Jak co roku Narodowy Bank Polski (NBP) opublikował kilkunastostronicowy dokument przedstawiający założenia polityki pieniężnej na kolejne dwanaście miesięcy. Główne punkty są takie same jak w poprzednich latach. Tym razem jednak duży nacisk położony jest na skuteczne przeciwdziałanie negatywnym skutkom kryzysu wywołanego koronawirusem.
Przede wszystkim utrzymana została dotychczasowa strategia, której głównym celem jest zapewnienie stabilności cen. Jednocześnie będzie prowadzona w taki sposób, aby sprzyjać utrzymaniu zrównoważonego wzrostu gospodarczego oraz stabilności systemu finansowego w dobie kryzysu.
Czytaj więcej: Inwestorzy giełdowi chorzy na punkcie koronawirusa. To szaleństwo może mieć poważne powikłania
Pod pojęciem stabilności cen należy rozumieć inflację na poziomie 2,5 proc. z możliwością odchyleń w górę i w dół o 1 pkt. proc. Tym samym NBP zamierza tak prowadzić politykę, by średnie roczne tempo wzrostu cen dóbr i usług konsumpcyjnych było w przedziale od 1,5 do 3,5 proc.
NBP nie ogranicza się
Podstawowym instrumentem polityki pieniężnej mają pozostać stopy procentowe, a więc stawki oprocentowania m.in. kredytów i depozytów w NBP, od których zależą m.in. oprocentowanie lokat i kredytów we wszystkich bankach komercyjnych.
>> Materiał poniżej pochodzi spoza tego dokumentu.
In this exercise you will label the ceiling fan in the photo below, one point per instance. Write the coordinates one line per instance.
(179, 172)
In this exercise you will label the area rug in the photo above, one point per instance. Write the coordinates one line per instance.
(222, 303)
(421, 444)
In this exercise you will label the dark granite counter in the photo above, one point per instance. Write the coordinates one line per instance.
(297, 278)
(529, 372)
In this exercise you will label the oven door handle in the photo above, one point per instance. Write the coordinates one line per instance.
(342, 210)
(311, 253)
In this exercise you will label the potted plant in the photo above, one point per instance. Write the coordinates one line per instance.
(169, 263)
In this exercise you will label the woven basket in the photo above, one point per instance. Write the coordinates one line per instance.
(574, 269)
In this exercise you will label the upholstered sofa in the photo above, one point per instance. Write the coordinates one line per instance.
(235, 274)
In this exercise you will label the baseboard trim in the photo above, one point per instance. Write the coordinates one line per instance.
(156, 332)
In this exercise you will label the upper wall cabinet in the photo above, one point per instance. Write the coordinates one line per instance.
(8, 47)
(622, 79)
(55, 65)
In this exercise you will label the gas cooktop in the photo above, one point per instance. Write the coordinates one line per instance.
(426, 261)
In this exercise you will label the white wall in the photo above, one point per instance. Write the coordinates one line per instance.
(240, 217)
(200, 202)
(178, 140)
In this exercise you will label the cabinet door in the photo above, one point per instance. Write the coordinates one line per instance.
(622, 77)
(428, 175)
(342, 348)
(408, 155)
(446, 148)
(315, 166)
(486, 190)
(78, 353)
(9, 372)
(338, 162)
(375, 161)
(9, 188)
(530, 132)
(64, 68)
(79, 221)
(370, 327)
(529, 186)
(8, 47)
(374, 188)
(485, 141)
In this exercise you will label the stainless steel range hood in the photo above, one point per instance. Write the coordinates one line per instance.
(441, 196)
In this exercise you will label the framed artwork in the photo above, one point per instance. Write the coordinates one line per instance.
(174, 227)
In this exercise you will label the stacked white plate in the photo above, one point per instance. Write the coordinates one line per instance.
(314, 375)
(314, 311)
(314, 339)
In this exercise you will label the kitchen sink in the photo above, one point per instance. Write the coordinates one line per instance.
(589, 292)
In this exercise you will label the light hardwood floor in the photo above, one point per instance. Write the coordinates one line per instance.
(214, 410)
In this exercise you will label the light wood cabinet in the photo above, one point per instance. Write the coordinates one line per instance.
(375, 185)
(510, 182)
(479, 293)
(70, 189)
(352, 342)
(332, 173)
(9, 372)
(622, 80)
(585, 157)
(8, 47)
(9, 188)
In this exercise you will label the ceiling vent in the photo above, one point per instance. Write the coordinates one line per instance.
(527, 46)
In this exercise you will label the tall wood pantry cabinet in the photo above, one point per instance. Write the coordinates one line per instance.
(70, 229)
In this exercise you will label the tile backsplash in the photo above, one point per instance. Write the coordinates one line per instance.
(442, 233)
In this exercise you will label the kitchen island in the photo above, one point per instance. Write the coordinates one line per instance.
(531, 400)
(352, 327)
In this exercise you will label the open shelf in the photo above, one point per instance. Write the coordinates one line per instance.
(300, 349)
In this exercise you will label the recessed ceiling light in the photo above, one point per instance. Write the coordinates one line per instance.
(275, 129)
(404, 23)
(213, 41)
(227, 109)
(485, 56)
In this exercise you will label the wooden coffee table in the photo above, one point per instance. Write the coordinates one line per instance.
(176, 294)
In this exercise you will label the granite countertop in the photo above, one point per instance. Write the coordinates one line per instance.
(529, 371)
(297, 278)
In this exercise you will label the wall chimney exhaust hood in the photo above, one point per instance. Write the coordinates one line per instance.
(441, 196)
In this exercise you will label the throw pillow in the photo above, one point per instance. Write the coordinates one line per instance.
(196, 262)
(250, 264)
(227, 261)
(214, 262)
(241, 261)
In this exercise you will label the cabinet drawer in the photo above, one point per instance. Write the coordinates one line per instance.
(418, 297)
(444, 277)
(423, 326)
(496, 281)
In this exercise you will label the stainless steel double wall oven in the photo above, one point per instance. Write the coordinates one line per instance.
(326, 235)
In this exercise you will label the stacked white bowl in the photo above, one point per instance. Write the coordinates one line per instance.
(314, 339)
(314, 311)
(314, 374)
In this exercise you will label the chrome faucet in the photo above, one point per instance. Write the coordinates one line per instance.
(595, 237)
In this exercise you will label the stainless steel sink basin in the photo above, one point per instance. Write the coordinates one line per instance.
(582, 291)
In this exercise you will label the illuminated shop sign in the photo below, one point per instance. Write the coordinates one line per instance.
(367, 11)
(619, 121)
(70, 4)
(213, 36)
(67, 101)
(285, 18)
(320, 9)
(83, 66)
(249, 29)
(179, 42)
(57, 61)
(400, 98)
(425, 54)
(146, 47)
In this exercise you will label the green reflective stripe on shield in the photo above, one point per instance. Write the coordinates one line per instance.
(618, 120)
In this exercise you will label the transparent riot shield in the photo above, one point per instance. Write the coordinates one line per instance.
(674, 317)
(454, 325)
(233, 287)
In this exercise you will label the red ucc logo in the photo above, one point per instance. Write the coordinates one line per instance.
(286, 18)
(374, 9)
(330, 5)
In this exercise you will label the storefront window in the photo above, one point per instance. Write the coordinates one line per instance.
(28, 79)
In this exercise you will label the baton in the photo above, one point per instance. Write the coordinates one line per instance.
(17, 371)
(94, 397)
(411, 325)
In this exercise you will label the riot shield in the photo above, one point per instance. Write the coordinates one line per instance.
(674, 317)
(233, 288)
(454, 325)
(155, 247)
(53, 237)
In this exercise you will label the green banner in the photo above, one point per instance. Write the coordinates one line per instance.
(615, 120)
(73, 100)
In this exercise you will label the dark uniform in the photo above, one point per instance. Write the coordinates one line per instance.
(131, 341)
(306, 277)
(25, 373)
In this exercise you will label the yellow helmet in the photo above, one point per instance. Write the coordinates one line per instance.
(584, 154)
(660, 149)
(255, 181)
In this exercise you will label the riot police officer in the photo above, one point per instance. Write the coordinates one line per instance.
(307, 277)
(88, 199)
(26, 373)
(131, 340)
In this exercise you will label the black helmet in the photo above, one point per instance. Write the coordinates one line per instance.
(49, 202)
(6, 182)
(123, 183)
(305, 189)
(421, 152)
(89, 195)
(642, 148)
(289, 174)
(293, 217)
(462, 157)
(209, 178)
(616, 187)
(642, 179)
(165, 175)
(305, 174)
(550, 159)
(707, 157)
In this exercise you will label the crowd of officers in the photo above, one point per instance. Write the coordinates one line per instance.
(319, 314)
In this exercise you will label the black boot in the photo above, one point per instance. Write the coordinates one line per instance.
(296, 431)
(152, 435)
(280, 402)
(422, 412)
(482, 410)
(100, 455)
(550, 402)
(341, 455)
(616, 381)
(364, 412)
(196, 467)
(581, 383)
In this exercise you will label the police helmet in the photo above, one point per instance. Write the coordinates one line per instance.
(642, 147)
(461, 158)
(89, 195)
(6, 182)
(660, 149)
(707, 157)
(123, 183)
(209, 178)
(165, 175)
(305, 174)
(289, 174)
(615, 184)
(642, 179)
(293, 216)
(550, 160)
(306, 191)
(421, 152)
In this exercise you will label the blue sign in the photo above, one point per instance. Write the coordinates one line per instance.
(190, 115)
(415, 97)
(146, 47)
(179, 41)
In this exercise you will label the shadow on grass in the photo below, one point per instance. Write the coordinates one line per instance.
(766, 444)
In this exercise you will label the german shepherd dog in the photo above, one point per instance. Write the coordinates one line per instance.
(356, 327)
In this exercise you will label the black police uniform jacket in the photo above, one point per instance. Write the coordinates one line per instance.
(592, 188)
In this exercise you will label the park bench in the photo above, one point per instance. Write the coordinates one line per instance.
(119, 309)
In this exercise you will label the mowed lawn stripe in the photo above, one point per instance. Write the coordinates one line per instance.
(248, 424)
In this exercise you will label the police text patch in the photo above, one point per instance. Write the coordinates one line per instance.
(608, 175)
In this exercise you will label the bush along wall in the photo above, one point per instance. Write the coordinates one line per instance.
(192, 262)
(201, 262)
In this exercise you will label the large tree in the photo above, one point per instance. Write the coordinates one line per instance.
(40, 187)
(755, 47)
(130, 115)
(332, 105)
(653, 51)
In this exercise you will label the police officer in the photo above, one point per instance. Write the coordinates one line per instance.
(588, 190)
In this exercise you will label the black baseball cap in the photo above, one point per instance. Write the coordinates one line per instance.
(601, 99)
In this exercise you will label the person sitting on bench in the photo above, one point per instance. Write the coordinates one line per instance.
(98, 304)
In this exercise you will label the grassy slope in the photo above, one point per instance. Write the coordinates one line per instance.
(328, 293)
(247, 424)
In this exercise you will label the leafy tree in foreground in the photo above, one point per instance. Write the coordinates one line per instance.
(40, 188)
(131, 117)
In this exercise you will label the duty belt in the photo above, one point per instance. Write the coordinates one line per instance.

W tym roku, w odpowiedzi na kryzys, główna stawka została obniżona z 1,5 proc. do zaledwie 0,1 proc.
Polityka pieniężna będzie nadal realizowana w warunkach płynnego kursu walutowego, który nie wyklucza interwencji na rynku walutowym, jeśli złoty za bardzo umocniłby się lub osłabił.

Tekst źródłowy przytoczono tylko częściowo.